What is less well understood is how the Earth will respond. Pessimistic models have the Earth going into Venus-like runaway greenhouse within 100 million years. Optimistic models have various effects counter-balancing the luminosity effect and keeping the Earth habitable for as much as another couple billion years. Somewhere in the middle is the model you mentioned.
Interesting synopsis but I humbly disagree. I think it is presumptuous to think we could receive and interpret a signal from another species. We can't understand the majority of species on our own planet, so how could we understand someone from another planet?
Think of it this way, if an ET sent us a signal less that 100 years ago, we would not even know, and we definitely wouldn't have replied. To the ET, it might just seem we are being a bad neighbour or an ignorant one.
The argument you're responding to is an old one, most famously stated as the Fermi Paradox. The points roughly go:
- Even if the only possible means of interstellar travel is via slow probes and generation ships, it takes less than a billion years to cross the Milky Way
- Expanding at such a slow pace, each colony would have ample time to send ships to two or more unvisited stars, so the number of visited systems would expand exponentially
- Thus, if a species became capable of interstellar travel, you could expect that it would expand to visit every star in the galaxy in less than a billion years
- The galaxy is billions of years old, and contains billions of potentially life-bearing planets. Unless the above scenario is impossible for some reason, you would expect it to have happened by now.

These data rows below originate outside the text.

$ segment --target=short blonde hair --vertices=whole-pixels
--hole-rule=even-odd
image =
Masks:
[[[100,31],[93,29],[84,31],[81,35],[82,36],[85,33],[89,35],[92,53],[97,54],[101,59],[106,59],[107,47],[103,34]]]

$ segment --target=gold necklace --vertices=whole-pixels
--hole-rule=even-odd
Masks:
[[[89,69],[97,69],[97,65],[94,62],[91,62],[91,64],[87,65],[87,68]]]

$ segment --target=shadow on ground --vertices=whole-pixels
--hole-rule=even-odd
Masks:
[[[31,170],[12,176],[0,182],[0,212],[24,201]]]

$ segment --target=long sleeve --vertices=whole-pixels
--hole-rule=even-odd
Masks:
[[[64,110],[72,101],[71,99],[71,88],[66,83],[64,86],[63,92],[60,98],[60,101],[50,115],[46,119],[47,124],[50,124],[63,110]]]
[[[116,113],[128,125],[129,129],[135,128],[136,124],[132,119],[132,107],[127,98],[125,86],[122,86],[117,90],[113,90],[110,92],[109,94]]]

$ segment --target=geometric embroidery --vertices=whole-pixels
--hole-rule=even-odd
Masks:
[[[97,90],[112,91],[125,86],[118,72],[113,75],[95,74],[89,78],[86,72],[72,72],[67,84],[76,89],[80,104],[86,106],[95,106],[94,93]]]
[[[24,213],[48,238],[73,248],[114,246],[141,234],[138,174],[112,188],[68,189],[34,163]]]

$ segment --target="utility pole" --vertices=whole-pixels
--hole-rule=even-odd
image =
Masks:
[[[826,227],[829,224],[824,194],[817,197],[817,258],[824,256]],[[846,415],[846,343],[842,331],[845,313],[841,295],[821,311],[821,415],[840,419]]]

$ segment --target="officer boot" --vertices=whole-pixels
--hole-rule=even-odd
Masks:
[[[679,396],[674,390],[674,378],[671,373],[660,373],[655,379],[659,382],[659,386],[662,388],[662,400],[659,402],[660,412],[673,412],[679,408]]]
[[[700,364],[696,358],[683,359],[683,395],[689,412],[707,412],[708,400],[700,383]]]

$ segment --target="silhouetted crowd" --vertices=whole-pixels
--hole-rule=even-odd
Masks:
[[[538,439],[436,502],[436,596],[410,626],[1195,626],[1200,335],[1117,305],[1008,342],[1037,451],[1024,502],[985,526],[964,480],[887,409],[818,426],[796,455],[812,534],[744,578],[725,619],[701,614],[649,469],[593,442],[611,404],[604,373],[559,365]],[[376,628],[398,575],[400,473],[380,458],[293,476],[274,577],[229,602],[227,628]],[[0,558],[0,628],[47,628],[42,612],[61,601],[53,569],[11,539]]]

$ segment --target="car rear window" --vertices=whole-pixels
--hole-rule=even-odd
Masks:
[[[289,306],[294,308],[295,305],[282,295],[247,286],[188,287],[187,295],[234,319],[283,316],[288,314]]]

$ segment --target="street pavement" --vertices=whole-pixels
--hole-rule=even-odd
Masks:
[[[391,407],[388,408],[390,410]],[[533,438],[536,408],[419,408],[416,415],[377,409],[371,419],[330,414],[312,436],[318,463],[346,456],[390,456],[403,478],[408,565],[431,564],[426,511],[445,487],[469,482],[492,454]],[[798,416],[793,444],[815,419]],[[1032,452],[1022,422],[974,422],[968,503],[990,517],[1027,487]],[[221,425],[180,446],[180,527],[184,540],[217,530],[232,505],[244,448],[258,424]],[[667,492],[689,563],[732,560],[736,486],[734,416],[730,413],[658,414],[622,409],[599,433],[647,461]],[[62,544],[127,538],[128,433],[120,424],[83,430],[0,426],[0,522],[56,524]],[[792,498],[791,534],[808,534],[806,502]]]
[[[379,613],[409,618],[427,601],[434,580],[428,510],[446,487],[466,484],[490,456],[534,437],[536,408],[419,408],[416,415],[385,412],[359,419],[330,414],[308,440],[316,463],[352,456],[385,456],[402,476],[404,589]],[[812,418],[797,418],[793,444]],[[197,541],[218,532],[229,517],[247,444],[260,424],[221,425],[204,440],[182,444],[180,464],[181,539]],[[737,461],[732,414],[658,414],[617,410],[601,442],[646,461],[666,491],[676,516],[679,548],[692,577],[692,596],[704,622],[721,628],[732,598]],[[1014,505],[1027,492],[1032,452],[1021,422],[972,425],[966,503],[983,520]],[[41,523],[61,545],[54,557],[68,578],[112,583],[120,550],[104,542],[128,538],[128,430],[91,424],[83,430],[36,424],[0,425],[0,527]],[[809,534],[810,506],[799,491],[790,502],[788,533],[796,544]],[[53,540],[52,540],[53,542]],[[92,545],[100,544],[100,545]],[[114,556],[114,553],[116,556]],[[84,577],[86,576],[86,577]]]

Depending on who you ask, this means that interstellar travel is impossible, that intelligent life inevitably destroys itself, or that the above has in fact happened and for some reason we just haven't noticed. I once had the pleasure of a fascinating dinner with Jill Tarter, at the time director of the SETI project. She left me tentatively convinced that the most likely answer is the last one, but that after becoming long since adapted to life in interplanetary and interstellar space, there would be little reason to venture down into the deep gravity wells. We are most likely to find evidence of alien life by conducting archaeology out in the asteroids and icy moons in the outer solar system.